Data mining, also known as “Knowledge Discovery in Data,” is the purposeful identification of implicit patterns that are found within large databases.
“Data mining can be considered as a task of performing advanced analysis on data,” said Carson Leung, computer science professor at the University of Manitoba.
Leung’s Database and Data Mining Laboratory at the U of M focuses on developing ways to detect frequently occurring patterns and abnormal items within large databases. Leung’s research attempts to incorporate more human control over the data mining algorithms, letting the humans do the hard thinking and letting the computers do the hard work.
Data mining is a multidisciplinary field, incorporating elements from fields like artificial intelligence, machine learning, data visualization, and statistics.
Data mining tasks include detecting relationships between different variables, clustering similar data into groups and clusters, and summarizing the data in a concise way.

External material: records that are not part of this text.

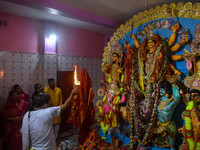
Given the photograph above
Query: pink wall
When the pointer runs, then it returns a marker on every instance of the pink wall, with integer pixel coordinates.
(75, 42)
(27, 35)
(21, 34)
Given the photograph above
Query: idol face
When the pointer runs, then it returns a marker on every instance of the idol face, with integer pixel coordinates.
(162, 92)
(115, 57)
(151, 43)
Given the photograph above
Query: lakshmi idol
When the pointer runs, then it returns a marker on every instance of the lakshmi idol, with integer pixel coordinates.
(108, 108)
(153, 63)
(166, 130)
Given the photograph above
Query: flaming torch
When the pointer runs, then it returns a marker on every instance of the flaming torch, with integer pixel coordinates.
(76, 82)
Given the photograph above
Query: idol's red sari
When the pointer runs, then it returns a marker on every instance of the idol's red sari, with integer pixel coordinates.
(13, 137)
(82, 110)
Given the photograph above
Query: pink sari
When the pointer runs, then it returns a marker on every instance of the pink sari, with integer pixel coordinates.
(13, 137)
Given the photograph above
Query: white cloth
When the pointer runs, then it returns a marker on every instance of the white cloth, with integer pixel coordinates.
(39, 129)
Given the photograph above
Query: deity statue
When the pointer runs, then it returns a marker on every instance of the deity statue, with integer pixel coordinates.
(114, 69)
(152, 66)
(191, 127)
(165, 131)
(108, 108)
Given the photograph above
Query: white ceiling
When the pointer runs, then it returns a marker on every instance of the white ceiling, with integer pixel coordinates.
(115, 10)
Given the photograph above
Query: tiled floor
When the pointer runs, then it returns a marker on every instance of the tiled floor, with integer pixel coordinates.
(72, 134)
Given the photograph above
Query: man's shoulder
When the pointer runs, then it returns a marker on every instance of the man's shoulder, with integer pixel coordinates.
(58, 89)
(47, 89)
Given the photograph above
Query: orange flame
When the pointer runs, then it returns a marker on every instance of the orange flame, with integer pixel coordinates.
(1, 73)
(76, 82)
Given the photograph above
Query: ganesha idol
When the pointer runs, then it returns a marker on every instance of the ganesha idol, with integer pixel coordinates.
(108, 108)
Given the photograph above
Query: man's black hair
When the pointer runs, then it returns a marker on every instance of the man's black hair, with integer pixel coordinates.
(167, 86)
(16, 86)
(39, 100)
(195, 91)
(50, 79)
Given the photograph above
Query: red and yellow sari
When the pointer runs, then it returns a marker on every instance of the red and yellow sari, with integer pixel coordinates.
(82, 110)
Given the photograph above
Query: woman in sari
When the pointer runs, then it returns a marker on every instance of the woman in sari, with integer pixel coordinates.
(82, 110)
(13, 112)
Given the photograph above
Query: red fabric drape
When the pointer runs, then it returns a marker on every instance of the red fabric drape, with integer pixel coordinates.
(12, 133)
(82, 111)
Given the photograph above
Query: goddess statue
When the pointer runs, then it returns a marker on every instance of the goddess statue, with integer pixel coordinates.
(165, 131)
(153, 63)
(191, 127)
(108, 108)
(114, 69)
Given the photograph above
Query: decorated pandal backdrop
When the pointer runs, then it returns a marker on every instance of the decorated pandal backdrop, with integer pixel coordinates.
(150, 66)
(27, 69)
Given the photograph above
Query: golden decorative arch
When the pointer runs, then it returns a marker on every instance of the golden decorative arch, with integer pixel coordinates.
(187, 10)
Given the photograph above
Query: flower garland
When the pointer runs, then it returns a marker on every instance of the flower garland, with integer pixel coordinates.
(188, 126)
(155, 101)
(153, 65)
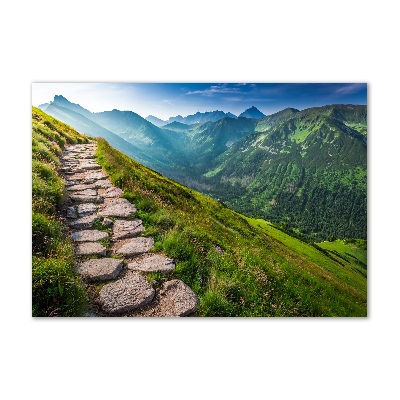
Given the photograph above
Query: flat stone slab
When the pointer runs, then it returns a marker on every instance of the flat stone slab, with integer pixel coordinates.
(126, 294)
(71, 212)
(118, 208)
(84, 222)
(95, 175)
(103, 183)
(91, 235)
(134, 246)
(86, 209)
(89, 166)
(87, 192)
(90, 249)
(80, 187)
(152, 263)
(100, 269)
(113, 192)
(125, 229)
(81, 198)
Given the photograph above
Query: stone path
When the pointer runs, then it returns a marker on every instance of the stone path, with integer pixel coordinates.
(114, 258)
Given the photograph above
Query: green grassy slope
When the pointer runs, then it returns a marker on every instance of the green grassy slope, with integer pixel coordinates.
(56, 290)
(237, 267)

Often these tasks are much more laborious than something a normal human can handle. Computers can do this no sweat.
These tasks allow data miners to also predict likely outcomes. Governments and corporations can learn a great deal more about you as an individual or as a member of a larger group through data mining.
Data mining is what makes it possible for Walmart to analyze its millions of daily transactions.
When you shop for groceries at a supermarket, the stores will often record what kinds of items are frequently purchased by customers. That sort of information is easy to find and retrieve, but data mining allows the store to determine the relationships between individual purchases.
“For example, store managers may find that customers often purchase bread and butter, which you may expect,” said Leung. “However, there are some other less obvious patterns too.”
These stores can utilize customer behavioural patterns to increase their sales.
“On the one hand, if many customers purchase items A and B frequently together, the store may place them together for the customer’s convenience,” said Leung. “On the other hand, the store may put these items apart so that customers would likely walk between the two items and potentially purchase more items along the way.”
To a further extent, customer behaviours can also be monitored on the individual basis with the use of loyalty cards, which allow the store to use data mining for analyzing behavioural sequences and do personalized promotion to targeted customers.
This example focuses on the frequency of a behaviour, but data mining can be used to analyze behavioural sequences as well.
The amount of data being stored about us is equal parts beneficial and concerning. You may worry why every single purchase you make with a credit card has to be monitored, but data mining allows for the detection of anomalies. Credit card companies can use data mining to become aware of fraud by detecting uncharacteristic purchases.
Facebook uses data mining to find people you may know.
“If you put on your profile that you are an undergraduate student here at the U of M who started in a particular year, then Facebook can mine their databases and find people with similar backgrounds,” said Leung.
Data mining can be used in other scientific fields as well. By analyzing the patterns of variation within our DNA sequences, we can figure out how they relate to things like disease.